A “lifetime building component” may be a correct reserve study term but is actually a misnomer, in that nothing lasts forever. This is particularly true of piping systems. To generalize, galvanized steel pipes have a life expectancy of 30-50 years, copper 40-75 years, cast iron 50 to 75 years but it is not unusual to see pipes failing prematurely. Because most reserve studies have a horizon of only 30 years, HOAs rarely plan for pipe replacement. Unfortunately, that can result in system failures, water damage to buildings and personal property, mold, and loss of use.
Cause of Pipe Failure. Many factors affect the life expectancy of plumbing systems.
- Manufacturing Defects. Residual stress from improper manufacturing increases the chance of cracking and pinhole leaks later on.
- Improper Installation. Premature failure can result if lines are improperly installed. This includes contact with concrete or dissimilar metals, lack of pipe support, and poor workmanship.

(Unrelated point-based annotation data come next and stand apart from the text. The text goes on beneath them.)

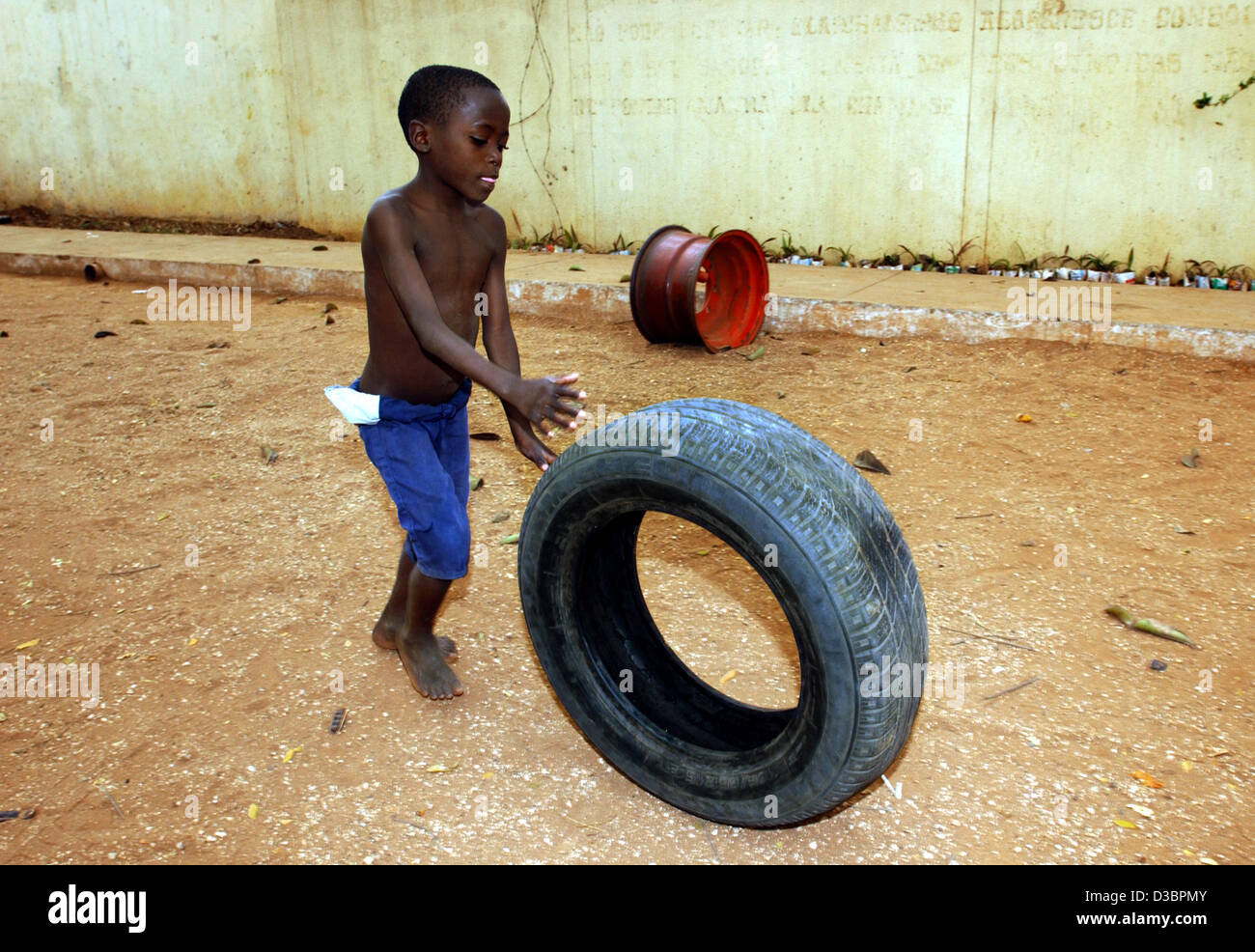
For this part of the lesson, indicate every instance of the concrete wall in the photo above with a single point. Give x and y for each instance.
(846, 124)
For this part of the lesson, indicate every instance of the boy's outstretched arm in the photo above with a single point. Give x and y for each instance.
(536, 400)
(498, 341)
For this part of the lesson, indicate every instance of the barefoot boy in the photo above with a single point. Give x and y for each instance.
(434, 262)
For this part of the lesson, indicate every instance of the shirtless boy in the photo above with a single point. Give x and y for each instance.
(434, 262)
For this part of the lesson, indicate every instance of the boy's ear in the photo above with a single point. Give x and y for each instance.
(418, 136)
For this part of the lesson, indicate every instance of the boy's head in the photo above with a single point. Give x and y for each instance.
(457, 122)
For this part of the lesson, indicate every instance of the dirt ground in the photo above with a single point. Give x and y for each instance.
(227, 602)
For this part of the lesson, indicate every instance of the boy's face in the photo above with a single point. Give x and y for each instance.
(465, 150)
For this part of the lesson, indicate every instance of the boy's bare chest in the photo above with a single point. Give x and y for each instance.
(453, 264)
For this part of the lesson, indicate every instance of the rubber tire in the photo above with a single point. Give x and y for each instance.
(844, 578)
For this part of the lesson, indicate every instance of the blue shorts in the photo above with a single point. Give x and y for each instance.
(423, 454)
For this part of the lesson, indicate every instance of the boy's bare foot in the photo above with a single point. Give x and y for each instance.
(431, 676)
(385, 637)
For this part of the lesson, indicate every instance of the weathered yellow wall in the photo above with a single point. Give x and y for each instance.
(849, 124)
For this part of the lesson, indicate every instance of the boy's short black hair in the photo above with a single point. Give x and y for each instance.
(433, 92)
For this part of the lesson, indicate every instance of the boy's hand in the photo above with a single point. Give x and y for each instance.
(531, 447)
(540, 400)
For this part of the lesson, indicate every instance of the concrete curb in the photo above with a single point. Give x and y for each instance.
(611, 303)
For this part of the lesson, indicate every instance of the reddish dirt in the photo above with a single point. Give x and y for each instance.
(218, 673)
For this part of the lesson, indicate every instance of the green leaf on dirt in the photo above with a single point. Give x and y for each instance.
(1150, 626)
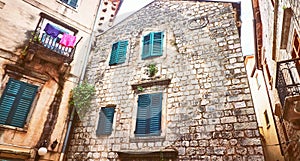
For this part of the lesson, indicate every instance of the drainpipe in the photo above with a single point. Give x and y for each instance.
(256, 63)
(80, 81)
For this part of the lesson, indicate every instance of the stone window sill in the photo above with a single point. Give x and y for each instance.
(147, 139)
(150, 83)
(13, 128)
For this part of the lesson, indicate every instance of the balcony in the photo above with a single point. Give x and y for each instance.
(51, 41)
(288, 88)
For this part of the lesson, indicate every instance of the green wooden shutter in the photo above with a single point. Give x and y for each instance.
(106, 117)
(15, 102)
(8, 99)
(157, 44)
(121, 52)
(147, 46)
(114, 56)
(24, 103)
(155, 114)
(73, 3)
(142, 123)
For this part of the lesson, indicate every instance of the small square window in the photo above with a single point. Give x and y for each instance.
(118, 53)
(16, 102)
(72, 3)
(267, 118)
(148, 122)
(106, 117)
(152, 45)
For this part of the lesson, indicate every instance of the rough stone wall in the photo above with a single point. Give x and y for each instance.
(207, 111)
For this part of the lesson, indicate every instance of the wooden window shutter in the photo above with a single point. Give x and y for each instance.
(106, 117)
(157, 43)
(113, 55)
(149, 114)
(73, 3)
(142, 114)
(155, 118)
(16, 102)
(118, 53)
(121, 53)
(146, 46)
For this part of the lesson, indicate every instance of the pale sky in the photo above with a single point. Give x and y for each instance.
(247, 39)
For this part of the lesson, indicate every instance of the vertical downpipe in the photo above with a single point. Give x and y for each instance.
(61, 158)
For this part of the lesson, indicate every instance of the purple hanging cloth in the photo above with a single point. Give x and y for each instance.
(51, 30)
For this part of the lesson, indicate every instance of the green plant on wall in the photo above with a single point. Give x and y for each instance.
(140, 88)
(152, 69)
(81, 98)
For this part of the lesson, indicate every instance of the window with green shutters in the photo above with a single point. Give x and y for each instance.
(148, 122)
(72, 3)
(15, 102)
(118, 53)
(152, 45)
(106, 117)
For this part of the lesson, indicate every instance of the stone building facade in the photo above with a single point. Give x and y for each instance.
(277, 58)
(37, 72)
(196, 105)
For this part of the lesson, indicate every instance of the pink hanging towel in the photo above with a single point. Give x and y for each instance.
(68, 40)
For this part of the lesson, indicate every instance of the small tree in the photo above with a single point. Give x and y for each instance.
(81, 98)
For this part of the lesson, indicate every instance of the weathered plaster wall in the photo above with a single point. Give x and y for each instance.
(208, 113)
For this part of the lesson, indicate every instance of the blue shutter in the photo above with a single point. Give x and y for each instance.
(24, 103)
(121, 53)
(106, 117)
(147, 46)
(157, 44)
(142, 114)
(8, 99)
(73, 3)
(16, 102)
(155, 114)
(113, 56)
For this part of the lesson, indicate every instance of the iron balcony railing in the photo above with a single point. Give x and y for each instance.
(288, 80)
(41, 38)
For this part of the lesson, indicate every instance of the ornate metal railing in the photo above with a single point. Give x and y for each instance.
(52, 43)
(288, 80)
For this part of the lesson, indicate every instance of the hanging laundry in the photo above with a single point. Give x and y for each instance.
(51, 30)
(68, 40)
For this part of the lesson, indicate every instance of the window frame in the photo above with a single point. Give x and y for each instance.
(147, 128)
(151, 53)
(267, 119)
(102, 122)
(17, 99)
(119, 51)
(67, 3)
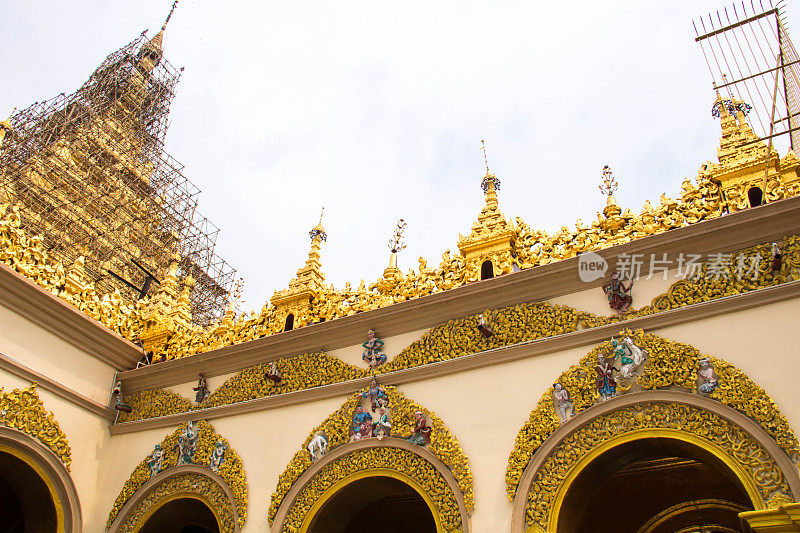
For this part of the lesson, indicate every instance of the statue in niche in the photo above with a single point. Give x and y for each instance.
(606, 384)
(707, 378)
(376, 395)
(187, 445)
(373, 350)
(119, 403)
(630, 356)
(274, 373)
(201, 392)
(318, 446)
(362, 424)
(383, 426)
(155, 460)
(619, 296)
(422, 431)
(217, 457)
(562, 402)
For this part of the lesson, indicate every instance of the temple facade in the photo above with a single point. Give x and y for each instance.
(636, 373)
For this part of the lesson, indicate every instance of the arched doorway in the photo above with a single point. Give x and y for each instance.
(654, 485)
(25, 500)
(383, 502)
(182, 515)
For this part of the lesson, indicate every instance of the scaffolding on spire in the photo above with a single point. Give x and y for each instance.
(753, 62)
(89, 173)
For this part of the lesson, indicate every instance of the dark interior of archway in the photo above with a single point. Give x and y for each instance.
(377, 503)
(184, 515)
(25, 501)
(654, 486)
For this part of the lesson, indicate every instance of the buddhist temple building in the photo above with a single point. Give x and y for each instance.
(633, 374)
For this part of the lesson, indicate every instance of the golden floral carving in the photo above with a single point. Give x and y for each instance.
(670, 365)
(736, 442)
(23, 410)
(395, 459)
(336, 426)
(231, 470)
(182, 484)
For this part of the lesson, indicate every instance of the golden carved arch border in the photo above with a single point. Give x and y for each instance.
(53, 472)
(389, 454)
(231, 474)
(185, 481)
(769, 476)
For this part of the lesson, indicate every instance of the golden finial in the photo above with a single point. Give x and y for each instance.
(174, 4)
(609, 184)
(397, 243)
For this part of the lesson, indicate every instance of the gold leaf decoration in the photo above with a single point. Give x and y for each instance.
(22, 409)
(231, 470)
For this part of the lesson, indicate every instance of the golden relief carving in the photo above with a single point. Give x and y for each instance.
(231, 470)
(669, 365)
(395, 459)
(690, 420)
(189, 483)
(23, 410)
(336, 427)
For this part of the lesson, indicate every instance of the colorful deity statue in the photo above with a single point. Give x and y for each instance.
(383, 426)
(201, 392)
(119, 403)
(707, 378)
(274, 373)
(217, 457)
(606, 384)
(155, 460)
(630, 356)
(619, 296)
(422, 431)
(373, 350)
(376, 395)
(562, 402)
(187, 445)
(318, 445)
(362, 424)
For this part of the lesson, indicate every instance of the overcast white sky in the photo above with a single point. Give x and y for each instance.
(376, 111)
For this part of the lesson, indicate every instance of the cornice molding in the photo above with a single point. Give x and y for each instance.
(27, 299)
(725, 234)
(76, 398)
(507, 354)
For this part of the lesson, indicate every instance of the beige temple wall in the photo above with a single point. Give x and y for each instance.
(484, 409)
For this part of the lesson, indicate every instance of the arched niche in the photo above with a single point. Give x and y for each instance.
(689, 426)
(329, 486)
(184, 482)
(56, 483)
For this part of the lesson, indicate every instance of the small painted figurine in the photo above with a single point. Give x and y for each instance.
(563, 403)
(707, 379)
(383, 426)
(154, 460)
(777, 258)
(120, 404)
(630, 355)
(274, 374)
(619, 296)
(201, 392)
(483, 327)
(422, 431)
(373, 350)
(606, 384)
(377, 395)
(187, 445)
(318, 445)
(361, 420)
(217, 457)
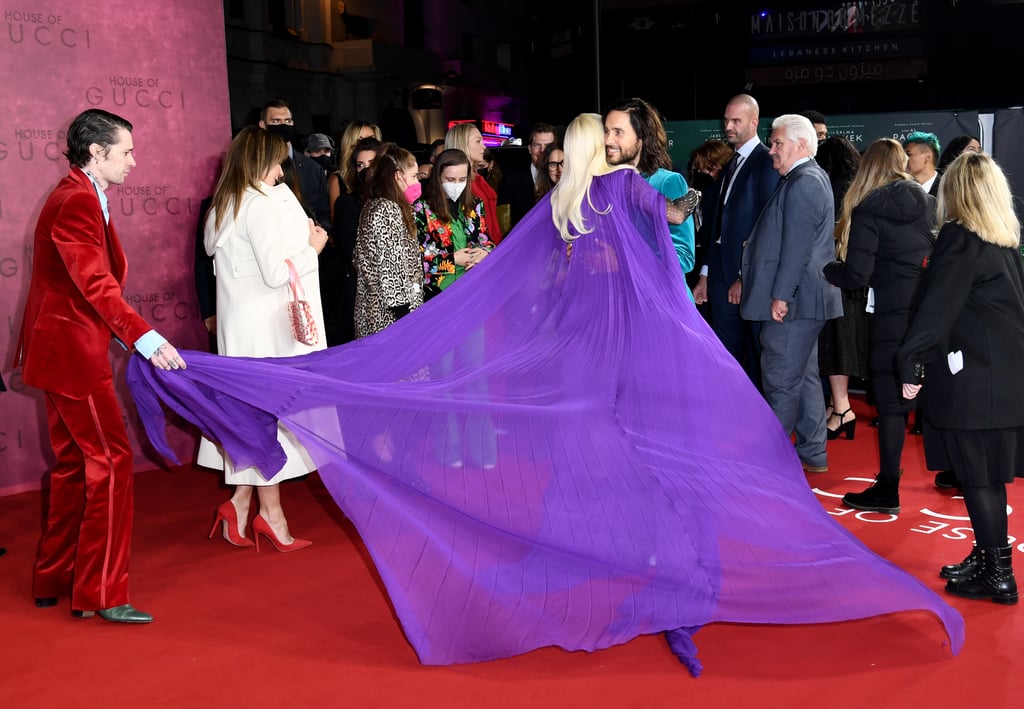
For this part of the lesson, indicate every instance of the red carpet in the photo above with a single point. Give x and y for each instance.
(313, 628)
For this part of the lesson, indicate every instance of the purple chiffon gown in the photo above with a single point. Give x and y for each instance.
(556, 451)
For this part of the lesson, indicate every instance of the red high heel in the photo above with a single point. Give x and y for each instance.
(227, 514)
(261, 528)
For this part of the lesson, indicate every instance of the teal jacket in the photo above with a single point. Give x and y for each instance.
(673, 185)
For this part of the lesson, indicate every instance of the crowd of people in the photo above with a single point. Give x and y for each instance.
(806, 274)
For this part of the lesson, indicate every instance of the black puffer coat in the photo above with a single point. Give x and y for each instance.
(891, 238)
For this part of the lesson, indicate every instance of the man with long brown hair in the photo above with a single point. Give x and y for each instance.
(634, 134)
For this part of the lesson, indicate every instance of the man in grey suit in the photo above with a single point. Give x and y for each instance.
(784, 290)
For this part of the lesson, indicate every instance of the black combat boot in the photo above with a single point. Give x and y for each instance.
(883, 496)
(964, 570)
(994, 578)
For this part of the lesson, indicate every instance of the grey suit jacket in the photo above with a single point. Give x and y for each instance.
(788, 247)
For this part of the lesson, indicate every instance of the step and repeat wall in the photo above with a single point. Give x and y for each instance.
(1001, 133)
(162, 66)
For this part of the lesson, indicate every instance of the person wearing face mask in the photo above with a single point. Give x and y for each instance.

- Design Defects. Undersized drain lines can lead to clogs, excessive corrosion and premature failure.
- Location. Drain lines on ground floors suffer from the combined gravitational effects of cumulative use and corrosion.
- Improper Use. Garbage disposals introduce grease and food residues which adhere to the interior walls of pipes causing stoppages and backups, and often premature corrosion.
- Corrosion. All metals corrode in contact with water, air and chemicals. Corrosion can be internal such as through contact with water and caustic cleaning chemicals, and external such as from salt air with proximity to the ocean or contact with acidic or alkaline soils.
- Patterns of Occupancy. In occupied homes, pipes maintain a consistent moist environment. Homes which are used only sporadically, pipes can dry out, which leads to cracking. Piping in high-population buildings typically sees an accumulation of more corrosion and buildup.
- Lack of Maintenance. Lack of routine preventive maintenance, such as hydrojetting of main sewer lines, can lead to premature failure.
- Highrise Considerations. A midrise or highrise building adds another level of complexity with sophisticated mechanical systems, utilizing pumps to distribute flow throughout the buildings through large diameter steel piping. Each part of the system is prone to failure and has the potential for catastrophic water damage.
Telltale Maintenance Patterns. A good way to determine whether the pipes in your building are nearing their life expectancy is to watch for emerging maintenance patterns. There will be increasingly more pinhole leaks, clogs and backups, more homeowner complaints, and more service calls. Particularly if you are managing resultant mold due to water damage from plumbing leaks, it may be time to evaluate replacing the system as a whole rather than making spot repairs.
Pipe Replacement? Evaluation methods include videoing and hydrojetting sewer and storm drain lines, physical inspection, destructive testing, pipe sampling and analysis and prototype repairs to typical units. Pipe replacement costs vary significantly due to the accessibility problems. The costs associated with opening walls in units to expose the plumbing lines and repairing those walls can be greater than the pipe replacement itself. There are many options, and combinations of options, that should be considered in a pipe replacement project that can be made only after a thorough investigation.
Alternative Technologies. Pipe coating and lining are attractive options because they do not entail expensive destruction and renovation within units. These processes all need to be carefully considered for their appropriateness. Often, a combination of strategies is the best approach.
Hazardous materials are often encountered in re-piping projects. It is wise in the planning phase prior to establishing the budget, to incorporate a pre-demolition survey so as to determine the prevalence of hazardous materials. If there has been any type of pipe failure, with resultant water damage, anticipate mold. It is not unusual for mold remediation to add a 25% or more to the total cost of a project.